E’ veramete bellissima la gallery di etichette di vini cinesi pubblicate da Psfk, una vera e propria porta di ingresso per entrare in un mondo, quello della nascente enogastromia cinese, di cui senz’altro sappiamo ben poco. Pur essendo certamente un settore in crescita. E se gli ideogrammi rimagono come al solito incomprensibili, per avere un’idea di cosa caratterizzi ogni singolo vino possiamo pur sempre contare sull’iconografia. Sbirciando bene, però, tra pagode, laghi specchiati e donne in vestito tradizionale, l’occhio casca anche su arance, ciliegie e spighe di grano. Al che il dubbio è lecito: si tratterà veramente di vino o piuttosto di un qualche sconosciuto (e per noi improbabile) liquore?
Via| Psfk

jaio
07 gen 2010 - 19:16 - #1Se il latte era stato fatto col gesso, del vino, non rischierei subito:-)
bambino
07 gen 2010 - 21:19 - #2terribili
camillino
07 gen 2010 - 23:57 - #3hanno un loro fascino…

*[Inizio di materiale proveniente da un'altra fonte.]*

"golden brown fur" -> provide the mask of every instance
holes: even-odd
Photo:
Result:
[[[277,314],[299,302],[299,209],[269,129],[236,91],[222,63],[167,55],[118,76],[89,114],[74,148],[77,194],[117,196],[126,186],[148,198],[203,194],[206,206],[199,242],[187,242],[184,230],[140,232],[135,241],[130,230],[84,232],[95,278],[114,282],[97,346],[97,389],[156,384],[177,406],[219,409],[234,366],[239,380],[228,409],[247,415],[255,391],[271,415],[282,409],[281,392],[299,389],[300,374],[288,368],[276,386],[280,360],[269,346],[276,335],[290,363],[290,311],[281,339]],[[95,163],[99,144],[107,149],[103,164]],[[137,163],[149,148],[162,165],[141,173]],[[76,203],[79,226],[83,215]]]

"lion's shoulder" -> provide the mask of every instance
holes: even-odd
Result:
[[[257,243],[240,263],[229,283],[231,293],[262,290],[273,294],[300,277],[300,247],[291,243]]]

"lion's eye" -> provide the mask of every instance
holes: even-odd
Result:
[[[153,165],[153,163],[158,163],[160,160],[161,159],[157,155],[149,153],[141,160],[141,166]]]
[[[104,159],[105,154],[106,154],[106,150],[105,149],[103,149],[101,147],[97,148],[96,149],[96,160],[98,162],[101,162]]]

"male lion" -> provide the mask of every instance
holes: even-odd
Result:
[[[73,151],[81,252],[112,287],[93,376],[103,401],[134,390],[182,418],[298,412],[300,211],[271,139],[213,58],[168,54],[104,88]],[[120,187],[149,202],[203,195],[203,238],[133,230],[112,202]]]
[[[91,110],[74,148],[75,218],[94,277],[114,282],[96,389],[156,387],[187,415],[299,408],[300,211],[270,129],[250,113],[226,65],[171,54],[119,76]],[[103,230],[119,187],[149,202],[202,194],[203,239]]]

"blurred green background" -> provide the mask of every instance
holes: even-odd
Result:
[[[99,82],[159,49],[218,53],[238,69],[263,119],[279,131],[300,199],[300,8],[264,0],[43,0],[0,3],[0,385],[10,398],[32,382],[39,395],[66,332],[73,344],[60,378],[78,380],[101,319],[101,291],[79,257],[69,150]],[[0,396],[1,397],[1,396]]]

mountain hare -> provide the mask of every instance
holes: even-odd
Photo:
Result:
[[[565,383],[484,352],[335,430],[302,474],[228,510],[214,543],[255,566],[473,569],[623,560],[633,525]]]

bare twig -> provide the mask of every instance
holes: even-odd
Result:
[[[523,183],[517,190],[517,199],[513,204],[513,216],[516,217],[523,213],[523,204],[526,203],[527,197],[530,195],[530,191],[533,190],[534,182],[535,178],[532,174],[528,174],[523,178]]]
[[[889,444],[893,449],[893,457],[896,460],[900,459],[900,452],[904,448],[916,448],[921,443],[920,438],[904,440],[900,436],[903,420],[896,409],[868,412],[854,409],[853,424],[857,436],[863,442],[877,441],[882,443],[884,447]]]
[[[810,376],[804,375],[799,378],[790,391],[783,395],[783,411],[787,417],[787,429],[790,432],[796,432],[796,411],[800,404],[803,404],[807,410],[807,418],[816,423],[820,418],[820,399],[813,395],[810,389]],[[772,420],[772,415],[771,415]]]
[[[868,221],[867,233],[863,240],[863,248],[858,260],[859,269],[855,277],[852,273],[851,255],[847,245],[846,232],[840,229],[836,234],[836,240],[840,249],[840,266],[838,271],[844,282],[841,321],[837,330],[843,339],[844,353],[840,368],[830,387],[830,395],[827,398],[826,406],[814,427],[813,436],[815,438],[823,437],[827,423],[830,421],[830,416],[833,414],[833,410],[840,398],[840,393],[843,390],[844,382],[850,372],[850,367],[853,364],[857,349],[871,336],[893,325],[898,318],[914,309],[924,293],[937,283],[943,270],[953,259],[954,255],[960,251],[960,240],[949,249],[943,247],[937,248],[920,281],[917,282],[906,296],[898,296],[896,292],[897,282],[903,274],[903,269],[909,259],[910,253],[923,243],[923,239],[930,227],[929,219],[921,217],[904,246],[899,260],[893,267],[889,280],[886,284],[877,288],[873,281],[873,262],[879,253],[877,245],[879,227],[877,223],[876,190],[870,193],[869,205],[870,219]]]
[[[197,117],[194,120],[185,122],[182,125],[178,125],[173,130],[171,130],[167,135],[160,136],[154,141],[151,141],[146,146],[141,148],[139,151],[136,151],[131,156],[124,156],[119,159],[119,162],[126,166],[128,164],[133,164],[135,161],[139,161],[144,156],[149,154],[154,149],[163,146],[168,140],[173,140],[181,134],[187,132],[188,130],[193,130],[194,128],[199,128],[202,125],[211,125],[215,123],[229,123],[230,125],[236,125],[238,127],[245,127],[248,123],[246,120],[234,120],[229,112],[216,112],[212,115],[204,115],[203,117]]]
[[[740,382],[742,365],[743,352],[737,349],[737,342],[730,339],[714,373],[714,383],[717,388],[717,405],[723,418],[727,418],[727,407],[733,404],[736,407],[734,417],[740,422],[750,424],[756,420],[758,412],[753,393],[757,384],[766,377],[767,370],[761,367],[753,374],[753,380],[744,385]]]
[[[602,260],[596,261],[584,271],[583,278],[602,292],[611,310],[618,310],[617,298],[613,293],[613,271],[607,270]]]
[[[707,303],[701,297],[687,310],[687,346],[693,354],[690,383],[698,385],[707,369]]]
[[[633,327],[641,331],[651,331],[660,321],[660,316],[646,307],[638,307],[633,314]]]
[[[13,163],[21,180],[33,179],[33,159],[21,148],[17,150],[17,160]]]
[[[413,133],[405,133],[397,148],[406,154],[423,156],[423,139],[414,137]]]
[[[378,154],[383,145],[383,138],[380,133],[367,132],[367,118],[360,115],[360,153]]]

@ jaio: fare una frase di senso compiuto no eh?
salinalibera
08 gen 2010 - 15:42 - #4Non son etichette di vini ma di grappe, paiciu ed omciu (scritti come si pronunciano). Ovvero grappe di riso bianche o rosse. Tali termini vengono erratamente tradotti come vino bianco e vino rosso in quanto non esiste il vino d’uva, come lo intendiamo noi, in Cina.